マリンとパール

夏伐

第1話

 大気に湿った空気が満ちている。

 マリンは森の奥深くに住んでいた。彼女は肩で切りそろえた髪が湿気でカールしてしまうのが嫌なのか、しきりに指で伸ばしている。


 木の上に作成されたツリーハウスは球状で、その屋根に上ってマリンはどこか遠くを眺めるのが好きだった。

 それでも、周囲はもっと高い木で覆われていたのでマリンは時折、村から離れた場所に獣の姿を見ることがせいぜいだ。


「ん……?」


 目を凝らすと白い何かが木々の間を走っている。よく見ればそれは白い少女だ。


 何かから追われるように走っている。そのまま真っすぐに行けば村の横を通り過ぎ、森の奥へ行くことだろう。

 この森は人を阻むように最深部に行けば行くほど、獣が凶暴に、そして大きくなっていく。

 植物人体に有害な毒を持つ。


 この村は毒された土地の境にあるような位置にあった。


 マリンは少女を追いかけた。土地勘があり、普段から走り慣れているマリンはすぐに白い少女に追い付いた。


 少女は後ろから迫りくる人間の足音に驚いて振り向いた。


「何してるの?」


 マリンが少女の正面に回り込んで、その進路を妨害した。マリンは少女とぶつかり合ってごろごろと地面を転がる。


 すぐ近くで、白い少女の顔を見たマリンは驚いた。

 その顔はマリンにそっくりだったのだ。マリンとは違い、日に焼けておらず真っ白な肌。森の民特有の緑の髪のマリンとは違い、彼女は透けるような白い髪をしていた。

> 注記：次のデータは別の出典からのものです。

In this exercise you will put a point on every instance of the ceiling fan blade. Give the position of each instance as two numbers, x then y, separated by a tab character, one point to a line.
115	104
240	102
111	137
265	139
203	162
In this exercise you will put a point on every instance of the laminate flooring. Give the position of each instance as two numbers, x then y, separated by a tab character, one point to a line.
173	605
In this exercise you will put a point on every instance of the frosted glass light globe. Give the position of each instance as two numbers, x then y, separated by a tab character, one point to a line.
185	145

 対照的な二人であったが、白い少女の方もマリンと同じように、鏡を見たような反応をする。


「あなた、誰?」


「私はマリン! あなたの名前は?」


「私、パール……」


 白い少女――パールは吐き捨てるように言った。


「ここから先は、人間が行けるような場所じゃないよ。パールみたいな子なら特に」


 マリンはパールの足に目を向ける。

 どこからか何の準備もしてこなかったのだろう。歩きにくそうなヒールの靴にスカートから出ている素足は、草の葉や石で切ったのが細かな傷がついて汚れていた。靴ずれもひどく、かかとの部分に血がついている。


「とりあえずうちの村に来てよ」


 マリンはパールの手を引いて、村へと歩き始めた。パールは、周囲をキョロキョロと見まわす。近くに村のようなものなど見えなかったからだ。


 村に入った二人をたくさんのツリーハウスが見下ろしていた。そのうちの一番大きく高い木の上に建てられたツリーハウスに向かってマリンは進んだ。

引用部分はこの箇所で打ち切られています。